# Pathfinder Death Wobble on 2001 LE



## GWFL (Apr 26, 2005)

I have just started experiencing this wobble generally at speeds around 50 or over. I've been told different things to resolve the problem from 2 different mechanics who had it up on the lift.
1. Replace rear control arms (4)...bushings bad.
2. Control arms good. Replace rear shocks and front struts.

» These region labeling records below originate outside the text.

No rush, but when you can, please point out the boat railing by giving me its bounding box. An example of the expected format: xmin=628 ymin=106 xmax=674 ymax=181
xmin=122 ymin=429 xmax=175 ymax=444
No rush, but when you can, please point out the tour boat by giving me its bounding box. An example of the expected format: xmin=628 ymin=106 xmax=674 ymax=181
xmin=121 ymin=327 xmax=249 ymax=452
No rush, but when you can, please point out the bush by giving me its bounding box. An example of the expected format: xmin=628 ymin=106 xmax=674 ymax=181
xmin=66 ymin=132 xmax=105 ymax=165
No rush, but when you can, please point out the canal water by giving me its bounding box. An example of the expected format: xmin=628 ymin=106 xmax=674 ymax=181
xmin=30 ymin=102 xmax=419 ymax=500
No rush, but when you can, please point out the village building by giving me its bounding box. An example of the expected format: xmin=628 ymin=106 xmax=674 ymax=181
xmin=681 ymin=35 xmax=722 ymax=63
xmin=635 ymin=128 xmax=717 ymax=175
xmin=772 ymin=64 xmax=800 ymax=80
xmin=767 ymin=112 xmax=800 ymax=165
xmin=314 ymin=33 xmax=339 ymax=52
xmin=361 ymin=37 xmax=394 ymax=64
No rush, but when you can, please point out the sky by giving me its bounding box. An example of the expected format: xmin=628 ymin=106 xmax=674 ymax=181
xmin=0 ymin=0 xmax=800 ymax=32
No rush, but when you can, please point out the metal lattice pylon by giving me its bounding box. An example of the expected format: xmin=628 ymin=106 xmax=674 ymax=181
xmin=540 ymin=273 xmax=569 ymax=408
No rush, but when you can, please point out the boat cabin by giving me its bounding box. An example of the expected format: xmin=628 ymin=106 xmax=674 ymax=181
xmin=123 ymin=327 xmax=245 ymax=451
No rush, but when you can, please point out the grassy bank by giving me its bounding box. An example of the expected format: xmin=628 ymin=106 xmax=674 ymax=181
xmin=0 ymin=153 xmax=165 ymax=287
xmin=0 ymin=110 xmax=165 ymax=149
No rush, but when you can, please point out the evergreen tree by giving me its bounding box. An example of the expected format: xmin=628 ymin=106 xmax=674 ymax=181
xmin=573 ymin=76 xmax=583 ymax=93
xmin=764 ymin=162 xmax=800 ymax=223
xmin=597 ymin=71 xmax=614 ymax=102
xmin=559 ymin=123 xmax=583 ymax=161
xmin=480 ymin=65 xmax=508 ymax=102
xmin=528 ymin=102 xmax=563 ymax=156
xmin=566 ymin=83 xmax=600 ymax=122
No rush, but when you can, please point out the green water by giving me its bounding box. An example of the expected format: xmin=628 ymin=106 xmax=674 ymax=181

Car has 121k on it and driven on flat, smooth Florida roads

After searching this forum it seems the rear control arms bushings generally seem to be the problem but is there any way to tell for sure? I don't want to start throwing money at this for the wrong reasons.

Gary


----------



## smj999smj (Jan 1, 2006)

Jack the vehicle up so that the rear suspension is left hanging. Inspect the bushings for splits. Replacing just the bushings can be a bit of a pain, but does give you the option of using polyurethane bushings. Replacing the links is the easiest way to go and Dorman Products makes them with a lifetime warranty; you can get them at a good price from Rockauto.com. A problem when replacing the rear links that some run into is when the steel collar in the middle of the bushing seizes to the through bolt. In these cases, a torch may be needed.


----------



## GWFL (Apr 26, 2005)

Thanks for that info. The answer may have bee right in front of me all the time. Seems I let my tire air pressure get too low 28-29# and when inflated back up to 34-35# the wobble was gone (after I had put Nitro in I stopped checking pressure). Not sure this is the real fix as the ride is squishy still but I'll replace the rear shocks and then maybe the front struts that are just a little soft and control arms last if needed.

Gary


----------



## qx4'n (Jun 4, 2003)

GWFL said:


> Thanks for that info. The answer may have bee right in front of me all the time. Seems I let my tire air pressure get too low 28-29# and when inflated back up to 34-35# the wobble was gone (after I had put Nitro in I stopped checking pressure). Not sure this is the real fix as the ride is squishy still but I'll replace the rear shocks and then maybe the front struts that are just a little soft and control arms last if needed.
> 
> Gary


I've had the same issue w/my '98 QX. I replaced my shocks and struts. I even rebalanced/rotated tires. This helped some but not totally. I even tow a 14ft fishing boat with it. This also helps minimize the lateral wobble. I am convinced the bushings are culprit and will be replacing them soon.


----------



## GWFL (Apr 26, 2005)

Finally bit the bullet and had all 4 control arms replaced. It drives great now.... the bushings were shot on the old arms. Cost $700. Would like to do the front struts and really firm up the ride.

Gary


----------



## GWFL (Apr 26, 2005)

Went ahead and replaced the front struts and rear shocks and it rides even better now. Smoother over the bumps and a quieter and tighter feel. Plan on keeping it for a few more years so want to get it in good shape. 02 sensors will be next on passenger side when I have the money...been over a year sense the check eng. light came on for them. 127k on it now.

Gary


----------